Ciała mamutów zachowały się dzięki wiecznej zmarzlinie. Gdy topniejący lód je odsłania, są w tak dobrym stanie, że syberyjskie psy je zjadają. Może nawet ludzie, chociaż ja bym nie próbowała… W każdym razie mamy pełną informację genetyczną mamutów. Zsekwencjonowano cały ich genom. Dokładnie wiemy, czym się mamut różni od swojego najbliższego krewnego, czyli słonia indyjskiego. Możemy (na razie w teorii) tak zmodyfikować genom słonia, by pozyskać mamuta. To długotrwały i drogi projekt, ale nie jest poza naszym zasięgiem. Być może jeszcze za naszego życia, uda nam się zobaczyć chodzące mamuty.
Niesamowite! Ale Pani nie współpracuje z paleobiologami, tylko z archeologami?
Tak, ja się zajmuję ludźmi. Nie tak starymi. Moje badania skupiają się na ludziach z naszej ery. Badałam średniowiecznych Słowian z terenów wschodniej Polski, Indian z terenów dzisiejszego Peru, z okresu inkaskiego. Teraz badamy cywilizację sprzed ponad 1000 lat, żyjącą nad jeziorem Titikaka. Moi współpracownicy właśnie wrócili z Boliwii po zebraniu próbek.
Rzeczywiście jak Indiana Jones!
Zbieramy próby kości osób z interesującej nas kultury, wyciągamy z nich informację genetyczną, porównujemy ich między sobą. Jesteśmy w stanie stwierdzić, jakie są ich relacje rodzinne. W Peru analizowaliśmy groby, w których chowano po kilka osób. Potwierdziliśmy hipotezę etnologów i historyków, że były to osoby z jednej linii męskiej razem ze swoimi żonami. Sprawdzaliśmy też pokrewieństwo między mieszkańcami trzech peruwiańskich wiosek, oddalonych od siebie o 30 kilometrów. Odkryliśmy, że przemieszczały się głównie kobiety. Nasze wnioski były zgodne z hipotezą, że małżeństwa były zawierane między wioskami, a nowo poślubiona żona przenosiła się do wioski męża. Jak widać nie zajmujemy się właściwie biologią, choć nasze narzędzia są biologiczne, Ale badacze, którzy pracują ze starszymi szczątkami odpowiadają na pytania biologii. Na przykład niedawno odkryli, jakie jest pokrewieństwo człowieka z neandertalczykiem. Przez lata nie umiano potwierdzić, czy neandertalczyk był naszym przodkiem czy kuzynem. Zakładano, że w okresie, w którym Homo sapiens żył już na terenie Bliskiego Wschodu i Europy, jednocześnie z neandertalczykiem, te grupy nie mieszały się ze sobą. Dzięki badaniom antycznego DNA wiemy, że jednak się mieszały. Wszyscy ludzie spoza Afryki – każdy potomek tej migracji ma w sobie około 2-3% genomu neandertalczyka.

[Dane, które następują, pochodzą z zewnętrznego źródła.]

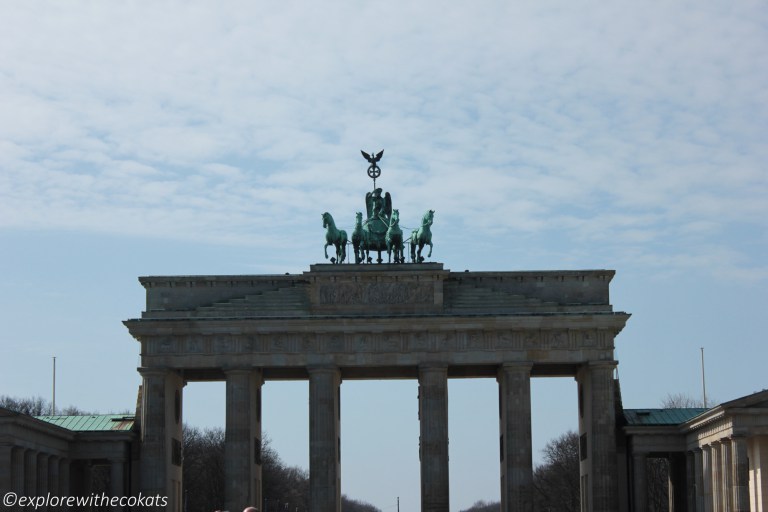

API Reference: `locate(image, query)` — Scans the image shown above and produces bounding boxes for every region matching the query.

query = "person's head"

Czyli genetycznie to nie był inny gatunek?
Wszystko zależy od definicji. W dziedzinie biologii gatunków toczą się wciąż wielkie debaty. Teraz, dzięki genetyce, wiele starych paradygmatów musiało zostać przebudowanych. Jedna z definicji mówi, że jeśli osobniki tworzą płodne potomstwo to są z jednego gatunku. Według tej definicji, człowiek współczesny i neandertalczyk to ten sam gatunek. Kilka lat temu zbadano DNA z jednej maleńkiej kości paliczka – kawałka palca, który został wydobyty w jaskini Denisowa na Syberii. Wcześniej na tę kość patrzył antropolog i powiedział: gatunek ludzkopodobny. Po zbadaniu DNA, okazało się, że to zupełnie odrębna grupa Homo. Rozwój genetyki antycznego DNA pozwolił nam na niezwykłe odkrycia. Nigdy byśmy się nie spodziewali, że jakaś zupełnie inna grupa hominidów żyła obok nas. Nasze drzewo ewolucyjne jest dużo bardziej skomplikowane niż sądziliśmy. Skoro udało się znaleźć tę jedną odrębną grupę, to może było ich jeszcze wiele i czeka nas więcej odkryć, a ludzkie drzewo okaże się skomplikowanym krzakiem.